On appeal, the Court of Appeals of Paris judged that because Ecophar had generally performed the coexistence agreement, there could not be a finding of trademark infringement, nor of unfair competition. The Court of Appeals had simply drawn a simplistic parallel between coexistence agreement and counterfeiting or unfair competition. The general performance of the former implying automatically the lack of materialization of the other.

 

Nevertheless, the Supreme Court overturned the decision from the Court of Appeals, explaining that the Court should have analyzed “as it was invited to, whether, due to the similarities of the trademarks and the products designed to be registered, the failure to perform the agreement could generate a risk of confusion in the eye of the public…

 

The Supreme Court then used the same reasoning for the unfair competition claim.

 

The consequence is that a finding of infringement and/or unfair competition is in no way automatic.
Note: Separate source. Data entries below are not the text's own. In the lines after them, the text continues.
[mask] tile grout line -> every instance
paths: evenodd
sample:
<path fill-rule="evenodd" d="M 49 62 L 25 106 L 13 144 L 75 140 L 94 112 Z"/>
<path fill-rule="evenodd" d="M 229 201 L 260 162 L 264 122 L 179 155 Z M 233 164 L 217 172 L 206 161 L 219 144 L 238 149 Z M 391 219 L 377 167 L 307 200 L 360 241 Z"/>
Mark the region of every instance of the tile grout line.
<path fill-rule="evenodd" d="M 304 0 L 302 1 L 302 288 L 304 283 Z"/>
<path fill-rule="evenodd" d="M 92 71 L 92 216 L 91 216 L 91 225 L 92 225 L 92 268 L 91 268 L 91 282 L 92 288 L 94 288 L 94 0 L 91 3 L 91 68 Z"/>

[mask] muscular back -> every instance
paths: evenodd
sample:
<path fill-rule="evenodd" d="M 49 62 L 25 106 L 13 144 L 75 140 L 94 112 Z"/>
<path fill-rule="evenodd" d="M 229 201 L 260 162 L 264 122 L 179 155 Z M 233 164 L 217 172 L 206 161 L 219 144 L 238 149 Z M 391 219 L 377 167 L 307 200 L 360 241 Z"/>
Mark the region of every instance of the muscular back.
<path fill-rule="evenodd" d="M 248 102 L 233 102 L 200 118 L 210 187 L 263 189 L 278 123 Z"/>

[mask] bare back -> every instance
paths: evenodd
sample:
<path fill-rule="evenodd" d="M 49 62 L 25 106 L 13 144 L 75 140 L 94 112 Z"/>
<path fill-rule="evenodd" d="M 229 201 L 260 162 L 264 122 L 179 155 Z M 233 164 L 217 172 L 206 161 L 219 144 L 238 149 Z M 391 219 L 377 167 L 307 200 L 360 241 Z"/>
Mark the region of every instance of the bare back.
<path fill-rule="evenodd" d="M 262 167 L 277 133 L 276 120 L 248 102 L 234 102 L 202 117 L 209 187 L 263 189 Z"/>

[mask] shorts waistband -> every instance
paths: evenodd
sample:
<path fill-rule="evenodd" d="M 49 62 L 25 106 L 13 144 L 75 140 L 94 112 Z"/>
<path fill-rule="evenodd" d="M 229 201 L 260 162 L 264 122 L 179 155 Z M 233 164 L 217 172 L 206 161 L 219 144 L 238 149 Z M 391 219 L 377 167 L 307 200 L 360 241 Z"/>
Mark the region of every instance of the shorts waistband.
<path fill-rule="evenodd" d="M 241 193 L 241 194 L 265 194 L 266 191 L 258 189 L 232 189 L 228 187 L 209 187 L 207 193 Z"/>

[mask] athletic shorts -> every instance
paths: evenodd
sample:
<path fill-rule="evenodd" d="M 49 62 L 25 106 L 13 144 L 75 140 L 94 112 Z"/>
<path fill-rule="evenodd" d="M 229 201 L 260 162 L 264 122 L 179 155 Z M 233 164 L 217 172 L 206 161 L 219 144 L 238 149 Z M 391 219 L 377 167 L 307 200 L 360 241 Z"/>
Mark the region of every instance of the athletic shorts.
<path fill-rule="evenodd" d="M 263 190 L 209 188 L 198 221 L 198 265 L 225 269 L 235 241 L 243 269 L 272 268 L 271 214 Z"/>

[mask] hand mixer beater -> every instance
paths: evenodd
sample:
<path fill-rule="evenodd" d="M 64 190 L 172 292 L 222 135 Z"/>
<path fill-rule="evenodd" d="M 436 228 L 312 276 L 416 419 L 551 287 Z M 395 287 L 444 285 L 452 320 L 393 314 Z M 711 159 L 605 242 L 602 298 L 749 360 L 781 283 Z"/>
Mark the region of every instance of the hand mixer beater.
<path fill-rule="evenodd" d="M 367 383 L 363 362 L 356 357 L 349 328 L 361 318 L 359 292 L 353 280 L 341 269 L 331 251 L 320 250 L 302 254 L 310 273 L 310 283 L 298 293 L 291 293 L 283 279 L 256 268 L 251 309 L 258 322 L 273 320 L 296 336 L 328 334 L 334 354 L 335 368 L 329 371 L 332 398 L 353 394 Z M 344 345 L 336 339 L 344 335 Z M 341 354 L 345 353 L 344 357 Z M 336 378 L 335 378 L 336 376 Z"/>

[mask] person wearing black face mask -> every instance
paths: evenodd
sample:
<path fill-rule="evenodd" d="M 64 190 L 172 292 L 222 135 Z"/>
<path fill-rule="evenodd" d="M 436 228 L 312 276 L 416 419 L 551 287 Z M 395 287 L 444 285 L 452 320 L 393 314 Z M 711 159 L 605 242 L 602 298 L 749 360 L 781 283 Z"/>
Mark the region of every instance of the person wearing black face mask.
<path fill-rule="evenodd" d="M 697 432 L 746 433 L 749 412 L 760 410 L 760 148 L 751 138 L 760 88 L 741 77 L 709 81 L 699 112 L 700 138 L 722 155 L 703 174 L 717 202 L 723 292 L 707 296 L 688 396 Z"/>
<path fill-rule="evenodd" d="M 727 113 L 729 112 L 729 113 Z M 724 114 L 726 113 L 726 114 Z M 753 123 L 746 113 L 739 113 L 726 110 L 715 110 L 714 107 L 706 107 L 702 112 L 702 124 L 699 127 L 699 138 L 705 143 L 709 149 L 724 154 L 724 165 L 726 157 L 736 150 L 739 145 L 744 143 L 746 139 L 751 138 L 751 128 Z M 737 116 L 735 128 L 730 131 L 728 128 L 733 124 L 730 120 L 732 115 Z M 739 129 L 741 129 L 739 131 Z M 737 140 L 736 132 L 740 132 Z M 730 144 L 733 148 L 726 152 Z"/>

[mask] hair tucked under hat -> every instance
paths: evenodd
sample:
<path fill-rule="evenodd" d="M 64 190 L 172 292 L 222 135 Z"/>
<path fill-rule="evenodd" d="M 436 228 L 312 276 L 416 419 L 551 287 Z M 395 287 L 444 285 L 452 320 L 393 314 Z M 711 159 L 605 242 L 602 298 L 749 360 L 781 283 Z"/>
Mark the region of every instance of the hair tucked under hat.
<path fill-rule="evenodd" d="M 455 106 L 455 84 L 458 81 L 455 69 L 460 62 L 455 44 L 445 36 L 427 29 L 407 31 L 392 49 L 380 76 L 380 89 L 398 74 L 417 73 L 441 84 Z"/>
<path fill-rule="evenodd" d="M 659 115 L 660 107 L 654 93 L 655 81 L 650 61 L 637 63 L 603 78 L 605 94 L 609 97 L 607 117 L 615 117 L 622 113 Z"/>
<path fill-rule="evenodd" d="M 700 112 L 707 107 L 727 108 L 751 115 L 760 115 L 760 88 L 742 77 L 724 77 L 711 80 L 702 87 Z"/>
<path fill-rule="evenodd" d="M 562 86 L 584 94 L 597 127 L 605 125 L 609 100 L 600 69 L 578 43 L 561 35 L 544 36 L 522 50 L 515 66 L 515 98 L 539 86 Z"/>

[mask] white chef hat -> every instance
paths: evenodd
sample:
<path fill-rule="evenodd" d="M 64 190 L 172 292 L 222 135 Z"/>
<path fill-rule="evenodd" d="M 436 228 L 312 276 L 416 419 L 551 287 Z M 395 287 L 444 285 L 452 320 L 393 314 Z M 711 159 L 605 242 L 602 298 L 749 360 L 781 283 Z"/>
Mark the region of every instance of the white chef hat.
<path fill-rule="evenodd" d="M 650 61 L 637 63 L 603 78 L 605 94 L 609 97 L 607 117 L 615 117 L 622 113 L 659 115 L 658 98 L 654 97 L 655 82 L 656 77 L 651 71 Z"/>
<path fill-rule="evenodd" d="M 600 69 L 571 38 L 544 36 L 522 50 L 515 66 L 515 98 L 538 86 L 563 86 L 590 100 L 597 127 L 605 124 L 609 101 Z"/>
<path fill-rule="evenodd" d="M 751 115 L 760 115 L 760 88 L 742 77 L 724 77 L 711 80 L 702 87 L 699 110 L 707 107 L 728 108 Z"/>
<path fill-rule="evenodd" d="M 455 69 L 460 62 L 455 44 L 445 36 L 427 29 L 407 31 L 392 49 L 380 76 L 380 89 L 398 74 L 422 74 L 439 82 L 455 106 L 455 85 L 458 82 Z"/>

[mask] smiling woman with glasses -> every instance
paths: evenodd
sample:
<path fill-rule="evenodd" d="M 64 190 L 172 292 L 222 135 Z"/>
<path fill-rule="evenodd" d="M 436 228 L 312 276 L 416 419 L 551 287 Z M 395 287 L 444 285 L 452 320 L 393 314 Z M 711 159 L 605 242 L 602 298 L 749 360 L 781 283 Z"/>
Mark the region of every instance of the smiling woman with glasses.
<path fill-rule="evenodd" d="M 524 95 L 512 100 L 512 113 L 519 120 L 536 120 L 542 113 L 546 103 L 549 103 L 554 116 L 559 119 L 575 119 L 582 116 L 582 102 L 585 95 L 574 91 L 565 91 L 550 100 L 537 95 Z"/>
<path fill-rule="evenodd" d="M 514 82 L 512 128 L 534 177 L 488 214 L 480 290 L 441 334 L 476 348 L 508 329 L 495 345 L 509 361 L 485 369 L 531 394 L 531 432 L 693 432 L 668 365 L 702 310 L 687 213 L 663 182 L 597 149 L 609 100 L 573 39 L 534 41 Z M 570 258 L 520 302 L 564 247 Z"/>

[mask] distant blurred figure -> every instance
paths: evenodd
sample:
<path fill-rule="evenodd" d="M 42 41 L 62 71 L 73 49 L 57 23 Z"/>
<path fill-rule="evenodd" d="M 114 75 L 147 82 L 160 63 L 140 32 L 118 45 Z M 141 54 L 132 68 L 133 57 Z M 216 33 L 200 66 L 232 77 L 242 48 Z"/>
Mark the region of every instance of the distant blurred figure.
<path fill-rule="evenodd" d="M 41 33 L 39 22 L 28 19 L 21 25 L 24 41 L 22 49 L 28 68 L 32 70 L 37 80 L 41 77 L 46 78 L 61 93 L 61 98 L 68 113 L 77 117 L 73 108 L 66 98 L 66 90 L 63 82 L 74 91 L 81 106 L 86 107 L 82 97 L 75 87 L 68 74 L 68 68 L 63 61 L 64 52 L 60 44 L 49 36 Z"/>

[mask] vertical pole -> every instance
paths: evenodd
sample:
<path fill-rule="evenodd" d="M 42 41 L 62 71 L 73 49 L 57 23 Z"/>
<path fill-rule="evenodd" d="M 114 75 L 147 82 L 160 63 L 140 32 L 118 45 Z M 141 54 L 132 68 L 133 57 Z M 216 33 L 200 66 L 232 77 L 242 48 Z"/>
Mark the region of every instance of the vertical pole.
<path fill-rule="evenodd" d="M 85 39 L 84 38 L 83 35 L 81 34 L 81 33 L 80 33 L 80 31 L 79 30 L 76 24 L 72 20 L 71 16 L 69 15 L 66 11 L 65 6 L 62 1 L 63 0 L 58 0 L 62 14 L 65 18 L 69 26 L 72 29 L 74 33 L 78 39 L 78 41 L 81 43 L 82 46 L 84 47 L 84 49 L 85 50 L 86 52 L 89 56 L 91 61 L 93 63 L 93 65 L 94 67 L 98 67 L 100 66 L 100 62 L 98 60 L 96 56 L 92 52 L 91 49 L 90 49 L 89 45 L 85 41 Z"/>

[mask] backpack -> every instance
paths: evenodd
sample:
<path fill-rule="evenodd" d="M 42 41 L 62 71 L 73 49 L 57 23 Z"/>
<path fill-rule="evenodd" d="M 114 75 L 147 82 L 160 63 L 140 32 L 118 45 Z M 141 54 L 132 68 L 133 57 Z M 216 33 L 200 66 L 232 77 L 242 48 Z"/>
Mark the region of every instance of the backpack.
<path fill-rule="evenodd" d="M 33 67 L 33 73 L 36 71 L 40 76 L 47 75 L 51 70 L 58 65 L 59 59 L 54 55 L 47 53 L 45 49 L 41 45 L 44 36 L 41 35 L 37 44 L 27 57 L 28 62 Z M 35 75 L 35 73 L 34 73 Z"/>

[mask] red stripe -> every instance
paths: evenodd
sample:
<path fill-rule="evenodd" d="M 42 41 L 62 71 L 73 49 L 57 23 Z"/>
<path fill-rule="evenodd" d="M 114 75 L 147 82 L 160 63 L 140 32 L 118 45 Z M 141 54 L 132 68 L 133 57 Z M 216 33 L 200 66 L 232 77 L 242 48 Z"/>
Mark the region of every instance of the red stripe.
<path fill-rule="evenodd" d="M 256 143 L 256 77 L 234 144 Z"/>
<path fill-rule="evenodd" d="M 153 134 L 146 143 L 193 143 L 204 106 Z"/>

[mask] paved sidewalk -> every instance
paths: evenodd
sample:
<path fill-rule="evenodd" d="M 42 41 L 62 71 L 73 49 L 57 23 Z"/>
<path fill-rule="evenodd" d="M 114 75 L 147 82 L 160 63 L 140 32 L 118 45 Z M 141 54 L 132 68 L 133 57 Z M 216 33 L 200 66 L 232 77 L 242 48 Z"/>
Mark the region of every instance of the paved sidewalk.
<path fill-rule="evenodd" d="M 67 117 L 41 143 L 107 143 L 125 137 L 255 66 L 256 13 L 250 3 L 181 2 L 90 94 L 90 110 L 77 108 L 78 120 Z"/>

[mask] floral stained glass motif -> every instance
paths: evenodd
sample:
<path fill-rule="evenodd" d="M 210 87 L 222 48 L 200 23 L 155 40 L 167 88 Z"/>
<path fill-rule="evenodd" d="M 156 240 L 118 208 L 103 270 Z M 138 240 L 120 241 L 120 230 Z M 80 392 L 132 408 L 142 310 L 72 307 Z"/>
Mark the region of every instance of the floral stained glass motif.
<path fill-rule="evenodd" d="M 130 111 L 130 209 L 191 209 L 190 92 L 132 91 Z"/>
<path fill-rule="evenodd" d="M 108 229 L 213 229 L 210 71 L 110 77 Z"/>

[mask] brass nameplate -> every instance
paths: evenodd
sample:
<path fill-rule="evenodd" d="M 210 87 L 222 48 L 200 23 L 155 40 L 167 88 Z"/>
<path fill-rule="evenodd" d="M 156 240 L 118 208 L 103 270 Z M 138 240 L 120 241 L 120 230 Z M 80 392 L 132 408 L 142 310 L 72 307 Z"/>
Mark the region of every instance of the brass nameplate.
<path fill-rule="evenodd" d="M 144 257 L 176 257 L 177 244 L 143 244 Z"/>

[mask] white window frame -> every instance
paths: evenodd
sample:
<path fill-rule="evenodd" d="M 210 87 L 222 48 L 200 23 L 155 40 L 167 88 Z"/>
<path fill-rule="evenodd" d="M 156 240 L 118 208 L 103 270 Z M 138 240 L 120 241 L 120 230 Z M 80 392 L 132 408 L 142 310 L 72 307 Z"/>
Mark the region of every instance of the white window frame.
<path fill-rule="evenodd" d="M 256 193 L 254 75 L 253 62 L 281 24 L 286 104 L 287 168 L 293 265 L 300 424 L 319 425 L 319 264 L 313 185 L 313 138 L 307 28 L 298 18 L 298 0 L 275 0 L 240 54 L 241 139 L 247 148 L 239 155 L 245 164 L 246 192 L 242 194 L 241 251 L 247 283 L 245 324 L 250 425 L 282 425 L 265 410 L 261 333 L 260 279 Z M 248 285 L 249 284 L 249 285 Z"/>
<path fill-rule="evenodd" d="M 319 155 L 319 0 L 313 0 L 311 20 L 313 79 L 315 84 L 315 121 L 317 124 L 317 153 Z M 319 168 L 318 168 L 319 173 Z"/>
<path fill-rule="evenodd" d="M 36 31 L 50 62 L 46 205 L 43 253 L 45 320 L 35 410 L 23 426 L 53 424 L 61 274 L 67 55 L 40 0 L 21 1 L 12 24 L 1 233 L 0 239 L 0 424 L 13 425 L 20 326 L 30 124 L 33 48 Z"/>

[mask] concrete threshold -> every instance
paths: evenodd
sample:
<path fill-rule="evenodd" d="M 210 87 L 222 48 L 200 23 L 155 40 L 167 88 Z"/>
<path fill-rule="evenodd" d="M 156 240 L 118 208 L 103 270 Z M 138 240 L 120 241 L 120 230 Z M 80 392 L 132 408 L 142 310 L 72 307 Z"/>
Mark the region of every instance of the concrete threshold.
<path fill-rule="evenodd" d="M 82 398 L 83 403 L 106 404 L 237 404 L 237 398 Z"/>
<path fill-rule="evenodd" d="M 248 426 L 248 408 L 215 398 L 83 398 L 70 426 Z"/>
The breach of an agreement constitutes infringement and/or unfair competition only in so far as it impacts the monopoly of the trademark owner, in accordance with the applicable law. It thus falls upon the injured party to prove the infringement and the unfair competition, regardless of the breach of the coexistence agreement.

 

Consequently, the signing a coexistence agreement only offers a relative protection of the trademark subject to this agreement[1].

 

Therefore it is important to be particularly careful when drafting such agreements and potentially to tie the breach of these agreements to a constraining indemnification clause which will deter the co-contracting party from breaching the agreement.

 

[1] Even more so since, as decided by the European Court of Justice (ECJ, 3rd ch., Sept. 19, 2013, case C-661/11), no one is bound to remain in a state of coexsitence.